Our department is responsible for two fully accredited undergraduate programs in Electrical Engineering and Computer Engineering, with over 200 students in each program. The department is very active in graduate teaching and research with approximately 80 Ph.D. candidates and 90 students pursuing M.Sc. degrees. The department presently comprises 27 academic staff, 16 support staff, and over 30 post-doctoral fellows, visiting scholars, and adjunct professors.

All engineering programs in Canada are subject to regular review by the Canadian Engineering Accreditation Board (CEAB) to ensure the highest quality of engineering education. The last review of engineering programs offered by the University of Manitoba was conducted in 2007. The result was continued accreditation of all undergraduate programs in the Faculty of Engineering. The next accreditation assessment will occur in 2012.

The Department has come a long way since the start of the B.Sc. degree program in Electrical Engineering in 1907. It was formally structured as the Department of Electrical Engineering in 1921. Now it is included among the best in Canada for both the quality of electrical and computer engineering education, and for its research contributions.

Historically, major changes in undergraduate studies activities occurred in 1951 when Engineering Physics was added to the B.Sc. (EE) program but later in 1967 was discontinued. In 1982, a new degree program in Computer Engineering (TE) was added. A post-graduate degree program existed on the books virtually from the very beginning, but while M.Sc. degrees were awarded in 1916 and 1934, the full-time M.Sc. Program started in 1953. The Department experienced major expansion during 1955 to 1965. With the hiring of a number of faculty members with doctoral qualifications, a thrust in research was added to its teaching activities. Approval to run a Ph.D. program was granted in 1967.

Electrical Engineering Program Overview

The program in Electrical Engineering has a core-plus-elective structure. The core develops the necessary base in mathematics, the physical sciences, dynamics, thermodynamics, electric fields and circuits, and fundamental professional courses focused on energy conversion and transmission, electronics, materials and devices, communications, and control systems. The final year includes a graduation thesis, control systems, and communication systems as core requirements, with the remaining program based on electives. A certain level of specialization is possible through the selection of elective courses offered in the final year.

The student's program must include a three credit hour complementary studies elective. Courses in engineering economics, technical writing, and engineering law, the environment and society are compulsory.

Students are encouraged to consult with the department for model four- and five-year programs. Students are strongly encouraged to follow the model programs when possible, as timetabling and course offerings are based on these.

Computer Engineering Program Overview

The program in Computer Engineering has a core-plus-elective structure. The core develops the necessary base in mathematics, physical sciences, computer science, circuits and systems, fundamental professional courses such as digital logic, discrete mathematics, electronics, microprocessors, operating systems, software engineering, and compiler design. The final year core includes the graduation thesis.

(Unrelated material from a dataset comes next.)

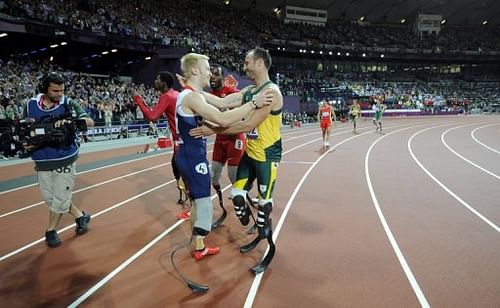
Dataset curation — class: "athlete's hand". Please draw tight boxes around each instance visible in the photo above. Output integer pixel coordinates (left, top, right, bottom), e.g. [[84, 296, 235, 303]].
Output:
[[175, 73, 186, 88], [54, 119, 71, 128], [189, 125, 215, 138], [255, 89, 274, 108], [134, 90, 146, 97]]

Some specialization is possible in either the software or the hardware area through the selection of technical electives in the final year.

The student's program must include a specified number of complementary studies electives. Courses in engineering economics, technical writing, and engineering law, the environment and society, are compulsory.

Students are encouraged to consult with the department for model four- and five-year programs. Students are strongly encouraged to follow the model programs when possible, as timetabling and course offerings are based on these.